Indeed, there are legitimate waivers that represent the voluntary and reasonable settlements of laborers’ claims that should be respected by the Court as the law between the parties. Where the party has voluntarily made the waiver, with a full understanding of its terms as well as its consequences, and the consideration for the quitclaim is credible and reasonable, the transaction must be recognized as a valid and binding undertaking, and may not later be disowned simply because of a change of mind. (Radio Mindanao Network, Inc. v. Amurao III, supra.)

Quitclaims in which employees voluntarily accept a reasonable amount or consideration as settlement are deemed valid. These agreements cannot be set aside merely because the parties have subsequently changed their minds. Consistent with this doctrine, a tribunal has the duty of scrutinizing quitclaims brought to its attention by either party, in order to determine their validity. (Land Housing Development Corporation v. Esquillo, G.R. No. 152012, 30 September 2005)

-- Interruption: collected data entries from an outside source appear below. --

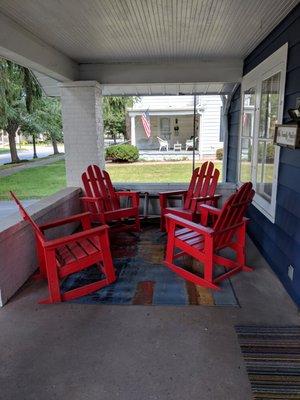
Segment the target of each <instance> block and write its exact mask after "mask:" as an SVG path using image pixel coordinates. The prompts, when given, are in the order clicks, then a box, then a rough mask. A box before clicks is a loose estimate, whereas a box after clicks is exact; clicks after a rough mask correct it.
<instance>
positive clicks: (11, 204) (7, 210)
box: [0, 199, 38, 220]
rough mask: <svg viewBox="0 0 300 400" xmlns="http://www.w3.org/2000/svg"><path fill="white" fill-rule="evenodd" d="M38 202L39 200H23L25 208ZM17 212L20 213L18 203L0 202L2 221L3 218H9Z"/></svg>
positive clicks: (8, 201) (3, 200)
mask: <svg viewBox="0 0 300 400" xmlns="http://www.w3.org/2000/svg"><path fill="white" fill-rule="evenodd" d="M36 201H38V200H37V199H31V200H22V204H23V205H24V206H25V207H28V206H30V205H31V204H33V203H35V202H36ZM15 212H18V207H17V206H16V203H15V202H14V201H13V200H11V201H10V200H2V201H0V220H1V219H2V218H5V217H8V216H9V215H10V214H13V213H15Z"/></svg>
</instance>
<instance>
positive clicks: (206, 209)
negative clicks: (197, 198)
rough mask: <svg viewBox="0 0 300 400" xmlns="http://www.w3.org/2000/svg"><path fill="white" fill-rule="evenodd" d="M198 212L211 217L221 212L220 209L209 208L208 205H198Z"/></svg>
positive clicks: (203, 204)
mask: <svg viewBox="0 0 300 400" xmlns="http://www.w3.org/2000/svg"><path fill="white" fill-rule="evenodd" d="M199 211H200V212H201V211H206V212H207V213H208V214H212V215H219V214H220V212H221V210H220V208H216V207H213V206H209V205H208V204H200V206H199Z"/></svg>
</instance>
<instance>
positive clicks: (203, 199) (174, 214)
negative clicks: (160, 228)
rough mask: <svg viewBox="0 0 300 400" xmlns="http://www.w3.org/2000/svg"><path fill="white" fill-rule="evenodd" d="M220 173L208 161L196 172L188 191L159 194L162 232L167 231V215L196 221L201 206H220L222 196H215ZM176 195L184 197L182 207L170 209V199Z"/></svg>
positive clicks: (174, 191) (183, 190)
mask: <svg viewBox="0 0 300 400" xmlns="http://www.w3.org/2000/svg"><path fill="white" fill-rule="evenodd" d="M219 175H220V172H219V170H218V169H215V166H214V164H213V163H212V162H208V161H206V162H205V163H204V164H202V166H201V168H200V167H198V168H196V169H195V170H194V172H193V175H192V179H191V182H190V185H189V188H188V189H187V190H180V191H172V192H162V193H159V201H160V210H161V219H160V221H161V223H160V224H161V225H160V227H161V230H162V231H164V230H165V215H166V214H174V215H177V216H179V217H182V218H185V219H187V220H189V221H196V220H197V214H198V211H199V205H200V204H209V205H212V206H215V207H216V206H217V205H218V199H219V198H220V197H221V195H218V194H215V191H216V187H217V184H218V179H219ZM174 195H181V196H182V197H183V205H182V207H168V198H169V197H170V196H174Z"/></svg>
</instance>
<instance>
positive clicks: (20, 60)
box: [0, 13, 78, 82]
mask: <svg viewBox="0 0 300 400" xmlns="http://www.w3.org/2000/svg"><path fill="white" fill-rule="evenodd" d="M0 56H1V57H3V58H6V59H8V60H11V61H14V62H16V63H17V64H20V65H23V66H24V67H27V68H30V69H33V70H35V71H38V72H40V73H43V74H45V75H48V76H50V77H51V78H53V79H56V80H58V81H60V82H64V81H68V80H76V79H77V78H78V65H77V64H76V63H75V62H74V61H72V60H71V59H70V58H69V57H67V56H66V55H64V54H63V53H60V52H59V51H57V50H56V49H54V48H53V47H51V46H49V45H48V44H46V43H45V42H43V41H42V40H40V39H39V38H38V37H36V36H35V35H33V34H32V33H30V32H29V31H27V30H26V29H23V28H22V27H21V26H20V25H18V24H17V23H15V22H14V21H13V20H11V19H10V18H8V17H6V16H5V15H4V14H2V13H0Z"/></svg>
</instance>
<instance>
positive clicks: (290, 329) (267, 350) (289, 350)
mask: <svg viewBox="0 0 300 400" xmlns="http://www.w3.org/2000/svg"><path fill="white" fill-rule="evenodd" d="M235 329H236V332H237V336H238V341H239V344H240V346H241V350H242V353H243V356H244V360H245V363H246V368H247V372H248V376H249V380H250V383H251V388H252V392H253V395H254V399H259V400H262V399H266V400H267V399H268V400H270V399H274V400H275V399H281V400H288V399H293V400H300V326H299V327H298V326H285V327H262V326H237V327H235Z"/></svg>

1) Requirements for validity

To be valid, a deed of release, waiver or quitclaim must meet the following requirements:

1) that there was no fraud or deceit on the part of any of the parties;

2) that the consideration for the quitclaim is sufficient and reasonable; and

3) that the contract is not contrary to law, public order, public policy, morals or good customs, or prejudicial to a third person with a right recognized by law. (Arlo Aluminum, Inc. v. Pinon, G.R. No. 215874, 05 July 2017)

b. Exception

A quitclaim is invalid or contrary to public policy only:

1) where there is clear proof that the waiver was wrangled from an unsuspecting or gullible person; or

2) where the terms of settlement are unconscionable on their face. In instances of invalid quitclaims, the law steps in to annul the questionable waiver. (Radio Mindanao Network, Inc. v. Amurao III, supra.)

Courts have stepped in to invalidate questionable transactions, especially where there is clear proof that a waiver, for instance, was obtained from an unsuspecting or a gullible person, or where the agreement or settlement was unconscionable on its face. A quitclaim is ineffective in barring recovery of the full measure of a worker’s rights, and the acceptance of benefits therefrom does not amount to estoppel. Moreover, a quitclaim in which the consideration is scandalously low and inequitable cannot be an obstacle to the pursuit of a worker’s legitimate claim. (Arlo Aluminum, Inc. v. Pinon, supra.)